Литмир - Электронная Библиотека
Содержание  
A
A

Козыревский поднялся, чтобы проверить караулы. Когда он, обойдя вал, вернулся к костру Торского, казак уже заканчивал свой рассказ:

— ...повезло нашим, дом у Атласова был не заперт. Потом уж мы узнали, что как раз в тот вечер он устроил пир. Да вот Щипицын может подтвердить, он на том пиру был. Крепко хлебнули, верно? — с усмешкой посмотрел Торской на молчаливо сидящего у костра Щипицына.

— Отвяжись, — зло огрызнулся Щипицын. Смерть Атласова спутала все его планы, уплыл и обещанный чин пятидесятника. Пристав к команде Анцыферова, он надеялся, что его выберут есаулом, как выбрали Козыревского и ещё нескольких казаков. А там неизвестно, как дело повернётся. Анцыферов собирался на море, отыскивать новые земли. Повезёт — так будут и чины. Ведь он-то в убийстве приказчиков не замешан. Да и прибыток с новых земель приплывёт в руки — первым всегда достаётся больше, тут надо не зевать. О том, что он был близок с Атласовым, Щипицын предпочитал держать язык за зубами. Казаки даже не догадывались, какие планы они с Атласовым строили перед тем пиром.

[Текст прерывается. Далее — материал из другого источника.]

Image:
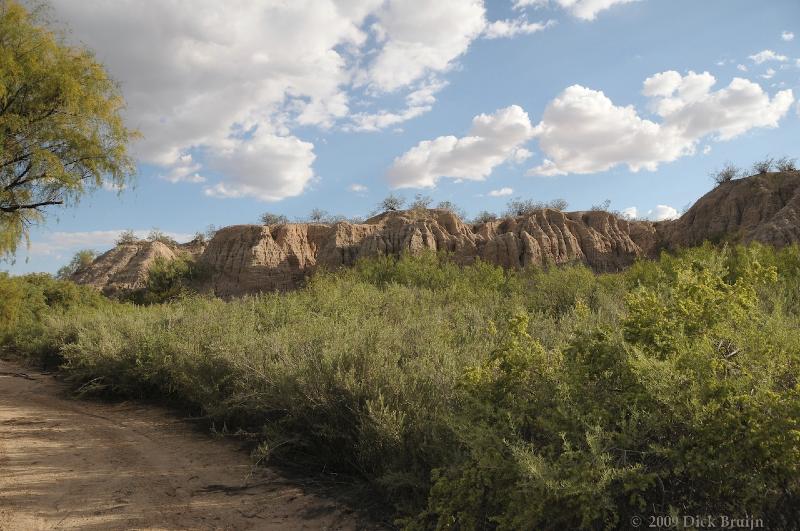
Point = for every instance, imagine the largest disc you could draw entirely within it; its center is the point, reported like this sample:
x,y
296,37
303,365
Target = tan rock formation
x,y
763,208
251,258
125,267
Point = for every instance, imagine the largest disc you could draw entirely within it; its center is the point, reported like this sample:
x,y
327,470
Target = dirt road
x,y
71,464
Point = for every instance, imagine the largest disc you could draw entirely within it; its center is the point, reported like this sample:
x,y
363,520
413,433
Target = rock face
x,y
251,258
764,208
125,267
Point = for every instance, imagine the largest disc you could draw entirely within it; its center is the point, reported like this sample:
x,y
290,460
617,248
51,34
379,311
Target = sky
x,y
248,107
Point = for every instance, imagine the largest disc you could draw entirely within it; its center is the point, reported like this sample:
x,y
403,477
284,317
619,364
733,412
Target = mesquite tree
x,y
61,128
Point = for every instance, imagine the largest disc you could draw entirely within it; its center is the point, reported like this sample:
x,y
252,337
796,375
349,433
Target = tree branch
x,y
30,206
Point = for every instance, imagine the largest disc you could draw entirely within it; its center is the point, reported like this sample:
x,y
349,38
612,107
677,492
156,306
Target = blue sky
x,y
254,107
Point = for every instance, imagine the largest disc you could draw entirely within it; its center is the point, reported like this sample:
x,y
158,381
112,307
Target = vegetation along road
x,y
67,464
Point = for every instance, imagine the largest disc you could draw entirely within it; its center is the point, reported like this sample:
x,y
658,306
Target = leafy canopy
x,y
61,130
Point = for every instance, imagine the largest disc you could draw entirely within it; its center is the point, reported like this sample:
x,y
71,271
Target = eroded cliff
x,y
245,259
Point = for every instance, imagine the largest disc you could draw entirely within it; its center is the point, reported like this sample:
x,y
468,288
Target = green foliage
x,y
268,218
168,280
26,304
155,235
61,129
478,398
126,237
81,259
391,203
485,217
527,207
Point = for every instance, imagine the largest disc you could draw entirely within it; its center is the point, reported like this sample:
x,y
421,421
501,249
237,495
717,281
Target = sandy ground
x,y
72,464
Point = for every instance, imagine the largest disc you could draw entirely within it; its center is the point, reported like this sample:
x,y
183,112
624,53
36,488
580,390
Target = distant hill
x,y
245,259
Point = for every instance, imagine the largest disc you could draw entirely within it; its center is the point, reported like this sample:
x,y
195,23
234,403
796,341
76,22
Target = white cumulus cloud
x,y
206,81
767,55
583,9
60,244
501,192
662,212
492,140
420,37
583,131
500,29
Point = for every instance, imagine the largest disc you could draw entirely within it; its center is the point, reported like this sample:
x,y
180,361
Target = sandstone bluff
x,y
244,259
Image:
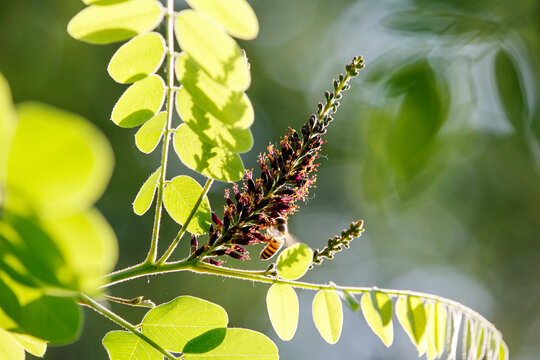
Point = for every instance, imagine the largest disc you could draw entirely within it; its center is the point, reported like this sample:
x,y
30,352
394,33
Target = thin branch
x,y
91,303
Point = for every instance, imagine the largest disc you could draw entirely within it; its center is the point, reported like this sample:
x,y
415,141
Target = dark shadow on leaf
x,y
205,342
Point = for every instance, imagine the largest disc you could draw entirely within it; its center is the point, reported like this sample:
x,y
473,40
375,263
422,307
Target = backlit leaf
x,y
122,345
139,102
282,305
180,197
236,344
31,344
110,22
294,261
377,310
58,160
511,89
210,160
138,58
412,317
148,136
328,315
145,196
183,319
236,16
215,51
9,348
228,106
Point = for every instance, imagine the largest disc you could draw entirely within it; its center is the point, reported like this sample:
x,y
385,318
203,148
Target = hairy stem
x,y
152,253
91,303
182,231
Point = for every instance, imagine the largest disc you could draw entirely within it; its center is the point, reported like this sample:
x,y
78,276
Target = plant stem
x,y
91,303
176,240
152,253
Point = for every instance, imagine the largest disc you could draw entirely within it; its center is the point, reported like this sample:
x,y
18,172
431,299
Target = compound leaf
x,y
411,314
294,261
328,315
236,344
183,319
214,50
145,196
212,161
282,305
180,197
377,310
122,345
63,176
148,136
231,107
138,58
139,102
111,22
236,16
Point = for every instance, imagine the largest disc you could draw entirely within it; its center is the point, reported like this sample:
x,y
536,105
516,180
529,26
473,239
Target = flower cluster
x,y
287,173
338,242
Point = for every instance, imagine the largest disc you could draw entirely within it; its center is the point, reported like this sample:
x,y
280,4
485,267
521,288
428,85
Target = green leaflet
x,y
123,345
207,127
139,102
31,344
229,106
110,22
231,344
282,305
146,193
294,261
9,348
436,328
138,58
61,179
236,16
206,158
328,315
148,136
412,317
511,90
215,51
180,197
181,320
377,310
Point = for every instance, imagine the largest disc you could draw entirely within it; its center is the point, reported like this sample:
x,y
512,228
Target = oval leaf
x,y
377,310
9,348
138,58
108,23
328,315
181,320
236,344
236,16
148,136
139,102
215,51
294,261
61,179
282,305
180,197
122,345
511,90
212,161
412,317
228,106
145,196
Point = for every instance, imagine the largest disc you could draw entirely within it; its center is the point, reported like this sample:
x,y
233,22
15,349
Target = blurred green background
x,y
436,147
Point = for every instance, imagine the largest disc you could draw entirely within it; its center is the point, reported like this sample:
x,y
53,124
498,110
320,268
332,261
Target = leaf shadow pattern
x,y
205,342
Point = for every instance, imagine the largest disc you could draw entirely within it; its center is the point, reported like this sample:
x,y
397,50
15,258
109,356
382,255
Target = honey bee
x,y
280,236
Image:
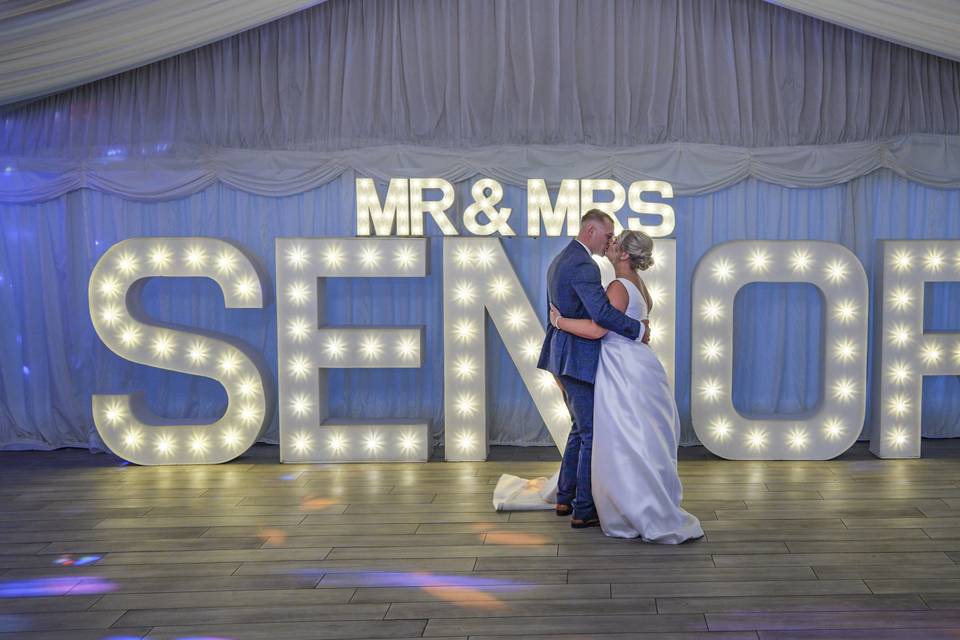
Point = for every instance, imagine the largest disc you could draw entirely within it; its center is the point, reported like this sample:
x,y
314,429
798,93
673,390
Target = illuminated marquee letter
x,y
478,278
436,208
486,204
638,204
306,349
587,201
906,352
539,206
841,279
123,421
395,209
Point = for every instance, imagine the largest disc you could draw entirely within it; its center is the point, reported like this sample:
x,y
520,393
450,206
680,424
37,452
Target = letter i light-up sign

Сам он объяснял, что очутился там случайно. Все ведь знали, что в последние годы они были с казачьим головой в ссоре.

— Вот и заснул Атласов, забыв двери запереть, — продолжал Торской, не обижаясь на сердитый ответ Щипицына. — А слуги его домашние, Щочка с Чистяком, тоже вина отведали да и завалились спать раньше хозяина. Жена его, красота небесная, как наш Мартиан говорит, и та до утра ничего не учуяла, пока её слуги не разбудили.

— Сонного, значит, застали?

— Угу, — подтвердил Торской и на минутку умолк, задумавшись о чём-то. Потом помотал головой, словно стряхивая какие-то видения, вздохнул: — Один бог знает, где каждого из нас ждёт скончание... На другое утро завели мы в крепости казачий круг, звали к себе нижнекамчатцев. Тридцать пять казаков к нам пристало. Данилу Анцыферова атаманом выбрали, Козыревского Ивана — есаулом.

— А Фёдор Ярыгин что?

— А Фёдор Ярыгин к нам не пристал, но и против нас не пошёл. Это я говорю «против не пошёл» к тому, что не мешал он нам круги заводить. А так он был против того, чтобы править Камчаткой вольным казачьим кругом. Привык он порядку служить и жизни иной не мыслил. За ним больше казаков стояло. У нас ничего и не вышло. Тогда собрались мы на Большую реку, чтобы усмирением изменников и приисканием государю новых земель и доходов вину свою полностью отслужить.

— А камчадалка?

— Какая камчадалка?

— Ну, жёнка Атласова, Степанида. Ведьма, говорят, была. Такой красоты без колдовства на земле не родится... Куда она делась?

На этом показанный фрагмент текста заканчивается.